Honeyed Biscotti with Almonds and Dates
You’ll want to bake these for the incredible aroma that will permeate your house and have you salivating. Biscotti take a bit of time and effort, but these are well worth it: crisp but not brittle with a honeyed sweetness that is balanced nicely with the toasted almonds and orange zest. They are perfect for dunking in your afternoon espresso.
- 2 cups all-purpose flour
- 1 tsp. baking powder
- 1/4 tsp. baking soda
- 1/8 tsp. kosher salt
- 2 eggs
- 1/2 cup canola oil
- 2/3 cup honey
- 1/3 cup sugar
- 1 tsp. vanilla extract
- Finely grated zest of 1 orange
- 1 cup salted, roasted whole almonds, roughly chopped
- 1 cup dates, halved lengthwise, pitted and roughly chopped
- 1 egg white, beaten with 1 tsp. water
In a bowl, sift together the flour, baking powder, baking soda and salt.
In a large bowl, whisk together the eggs, oil, honey, sugar, vanilla and orange zest. Add the flour mixture and stir to combine. Stir in the almonds and dates.

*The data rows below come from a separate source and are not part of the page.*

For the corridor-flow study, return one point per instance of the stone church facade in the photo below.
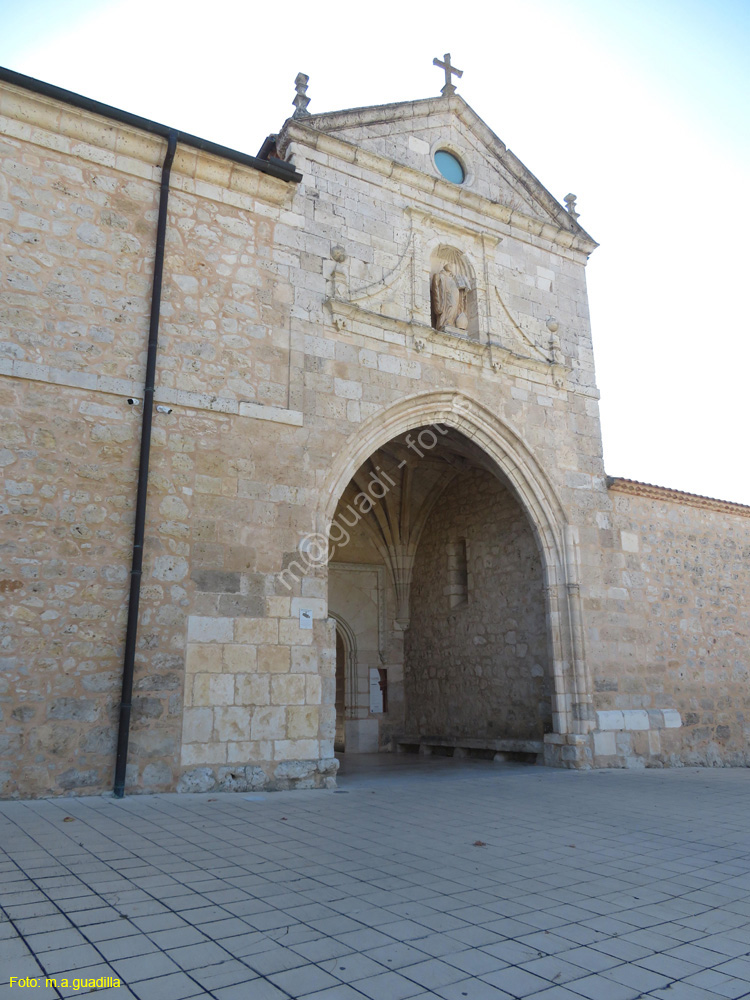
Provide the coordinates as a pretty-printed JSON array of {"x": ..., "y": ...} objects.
[{"x": 377, "y": 513}]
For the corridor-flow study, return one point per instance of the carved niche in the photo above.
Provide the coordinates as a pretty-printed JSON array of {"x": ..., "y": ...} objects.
[{"x": 452, "y": 293}]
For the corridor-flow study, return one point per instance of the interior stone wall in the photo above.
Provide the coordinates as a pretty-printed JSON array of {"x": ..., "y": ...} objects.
[{"x": 480, "y": 669}]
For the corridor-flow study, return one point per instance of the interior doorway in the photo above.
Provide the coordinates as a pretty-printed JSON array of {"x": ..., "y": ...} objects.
[{"x": 339, "y": 743}]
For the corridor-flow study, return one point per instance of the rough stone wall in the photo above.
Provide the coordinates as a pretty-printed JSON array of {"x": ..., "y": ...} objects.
[
  {"x": 271, "y": 363},
  {"x": 478, "y": 669},
  {"x": 678, "y": 633}
]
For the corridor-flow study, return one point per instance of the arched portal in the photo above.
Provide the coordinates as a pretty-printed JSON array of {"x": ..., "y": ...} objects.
[{"x": 420, "y": 450}]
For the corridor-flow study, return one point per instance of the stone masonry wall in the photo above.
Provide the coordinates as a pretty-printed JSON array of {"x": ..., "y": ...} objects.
[
  {"x": 271, "y": 364},
  {"x": 678, "y": 632},
  {"x": 479, "y": 669}
]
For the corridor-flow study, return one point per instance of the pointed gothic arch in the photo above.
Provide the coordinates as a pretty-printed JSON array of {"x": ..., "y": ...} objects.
[{"x": 515, "y": 464}]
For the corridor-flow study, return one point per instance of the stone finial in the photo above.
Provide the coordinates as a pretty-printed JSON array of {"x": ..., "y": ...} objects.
[
  {"x": 301, "y": 100},
  {"x": 570, "y": 204},
  {"x": 450, "y": 71}
]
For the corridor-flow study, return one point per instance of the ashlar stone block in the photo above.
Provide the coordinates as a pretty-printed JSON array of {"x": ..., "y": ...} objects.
[
  {"x": 203, "y": 658},
  {"x": 197, "y": 725},
  {"x": 232, "y": 723},
  {"x": 296, "y": 750},
  {"x": 203, "y": 629},
  {"x": 288, "y": 689},
  {"x": 240, "y": 658},
  {"x": 252, "y": 689},
  {"x": 274, "y": 659},
  {"x": 303, "y": 721},
  {"x": 269, "y": 724},
  {"x": 604, "y": 744},
  {"x": 258, "y": 631}
]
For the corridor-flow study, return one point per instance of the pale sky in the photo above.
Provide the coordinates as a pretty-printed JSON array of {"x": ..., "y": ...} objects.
[{"x": 639, "y": 108}]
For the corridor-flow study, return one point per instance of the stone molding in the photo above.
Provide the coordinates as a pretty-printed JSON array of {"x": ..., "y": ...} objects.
[
  {"x": 124, "y": 387},
  {"x": 427, "y": 341},
  {"x": 635, "y": 488}
]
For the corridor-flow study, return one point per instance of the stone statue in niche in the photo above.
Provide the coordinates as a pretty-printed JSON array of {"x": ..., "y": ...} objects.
[{"x": 449, "y": 299}]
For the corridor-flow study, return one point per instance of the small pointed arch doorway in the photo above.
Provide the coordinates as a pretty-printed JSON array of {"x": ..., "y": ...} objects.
[{"x": 346, "y": 679}]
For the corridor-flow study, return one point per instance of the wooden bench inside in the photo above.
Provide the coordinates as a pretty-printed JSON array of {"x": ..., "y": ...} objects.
[{"x": 500, "y": 750}]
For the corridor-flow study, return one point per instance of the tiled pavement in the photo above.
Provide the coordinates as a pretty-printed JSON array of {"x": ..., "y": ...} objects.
[{"x": 458, "y": 879}]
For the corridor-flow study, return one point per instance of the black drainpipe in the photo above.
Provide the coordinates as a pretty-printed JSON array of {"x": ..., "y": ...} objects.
[{"x": 131, "y": 634}]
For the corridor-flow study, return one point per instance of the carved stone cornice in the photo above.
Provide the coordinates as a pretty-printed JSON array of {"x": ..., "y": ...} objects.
[
  {"x": 651, "y": 492},
  {"x": 417, "y": 181},
  {"x": 424, "y": 340}
]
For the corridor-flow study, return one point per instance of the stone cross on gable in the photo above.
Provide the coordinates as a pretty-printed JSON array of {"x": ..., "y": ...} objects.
[
  {"x": 448, "y": 89},
  {"x": 301, "y": 100}
]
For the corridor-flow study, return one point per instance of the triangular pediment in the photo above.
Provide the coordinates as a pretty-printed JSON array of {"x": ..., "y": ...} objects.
[{"x": 411, "y": 132}]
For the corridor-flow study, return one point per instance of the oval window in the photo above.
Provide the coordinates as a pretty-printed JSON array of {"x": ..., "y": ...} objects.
[{"x": 449, "y": 166}]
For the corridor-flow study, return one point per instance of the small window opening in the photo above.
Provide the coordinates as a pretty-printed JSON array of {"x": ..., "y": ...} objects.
[
  {"x": 450, "y": 166},
  {"x": 457, "y": 589}
]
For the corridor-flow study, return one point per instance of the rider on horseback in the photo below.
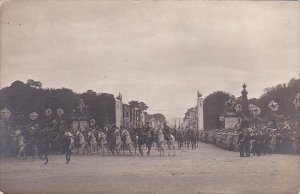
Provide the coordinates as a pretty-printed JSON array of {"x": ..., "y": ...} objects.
[{"x": 167, "y": 133}]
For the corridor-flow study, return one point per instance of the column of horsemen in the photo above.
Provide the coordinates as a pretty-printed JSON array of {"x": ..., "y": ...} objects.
[{"x": 56, "y": 138}]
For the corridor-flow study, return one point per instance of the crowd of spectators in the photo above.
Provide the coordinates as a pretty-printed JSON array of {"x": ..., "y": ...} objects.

Cover the bowl and refrigerate the dough for at least 2 hours.
Preheat an oven to 350°F. Line 2 baking sheets with parchment paper.
Divide the dough in half. With wet hands, shape each portion into a thin log about 15 inches long and 2 inches wide. Place the logs on one of the prepared pans, spacing them evenly (they will spread quite a bit). Lightly brush the tops and sides with the egg mixture. Bake until golden, about 20 minutes. Transfer the pan to a wire rack and let cool for about 15 minutes.
Cut the logs crosswise into slices about 1/2 inch thick. Carefully lay the slices, cut side down, on the prepared pans. Position 2 oven racks evenly in the oven and reduce the temperature to 325°F. Bake the biscotti until toasted and crisp, about 15 minutes, turning the biscotti once and rotating the pans about halfway through baking. Let the biscotti cool on the pans for 5 minutes, then transfer to wire racks and let cool completely. Makes about 4 dozen biscotti.
Baker’s note: Be sure to chill the dough so that it firms a bit before shaping the logs. Wetting your hands before working with a sticky dough also helps ensure that you don’t stick to it.
Adapted from Williams-Sonoma Home Baked Comfort, by Kim Laidlaw (Weldon Owen, 2011).